The 103rd Infantry Division ("Cactus Division") was a unit of the United States Army that served in the U.S. Seventh Army of the 6th Army Group during World War II.

It was variously assigned to the VI Corps, XV Corps, and XXI Corps. By war's end it was part of VI Corps' dash across Bavaria into the Alps, reaching Innsbruck, Austria, taking the Brenner Pass, and earning the honor of linking up with the United States Fifth Army coming north from Vipiteno, Italy, joining the Italian and
Western European fronts on 4 May 1945.

==Interwar period==

The 103rd Division was constituted in the Organized Reserve on 24 June 1921, allotted to the Eighth Corps Area, and assigned to the XVIII Corps.
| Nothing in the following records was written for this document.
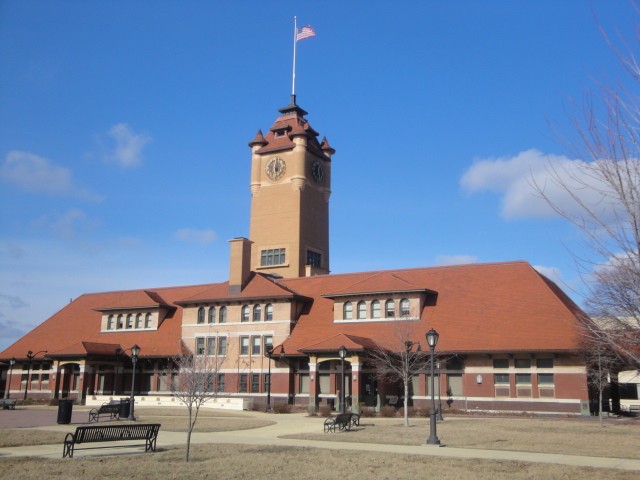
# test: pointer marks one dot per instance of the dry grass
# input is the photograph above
(238, 462)
(569, 436)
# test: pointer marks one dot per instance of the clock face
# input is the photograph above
(317, 171)
(276, 168)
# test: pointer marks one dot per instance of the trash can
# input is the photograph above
(124, 408)
(65, 409)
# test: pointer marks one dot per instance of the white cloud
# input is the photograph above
(128, 145)
(443, 260)
(38, 174)
(514, 178)
(196, 236)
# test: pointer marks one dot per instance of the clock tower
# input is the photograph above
(290, 189)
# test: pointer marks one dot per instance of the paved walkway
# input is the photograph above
(45, 419)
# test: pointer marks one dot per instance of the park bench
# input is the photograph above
(111, 433)
(112, 409)
(8, 403)
(342, 421)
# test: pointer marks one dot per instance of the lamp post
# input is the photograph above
(135, 351)
(30, 356)
(268, 354)
(342, 353)
(432, 341)
(7, 392)
(439, 417)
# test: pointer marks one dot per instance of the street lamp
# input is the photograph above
(135, 351)
(342, 353)
(30, 356)
(268, 354)
(432, 341)
(7, 393)
(440, 417)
The division was further allotted to the states of Arizona, Colorado, and New Mexico as its home area. The division headquarters was organized on 31 August 1921, at the State Capitol in Denver. The headquarters was moved on 29 March 1922 to the Kittredge Building at 16th Street and Glenarm Place in Denver and remained there until activated for World War II. To encourage esprit de corps, in 1922 the division’s officers adopted the nickname “Rocky Mountain Division” after the majestic mountain range that defined much of the division’s home area. However, this nickname soon gave way to the moniker “Cactus Division” after the unit’s shoulder patch. To maintain communications with the officers of the division, the division staff published a newsletter appropriately titled “The Cactus.” The newsletter informed the division’s members of such things as when and where the inactive training sessions were to be held, what the division’s summer training quotas were, where the camps were to be held, and which units would be assigned to help conduct the Citizens Military Training Camps (CMTC).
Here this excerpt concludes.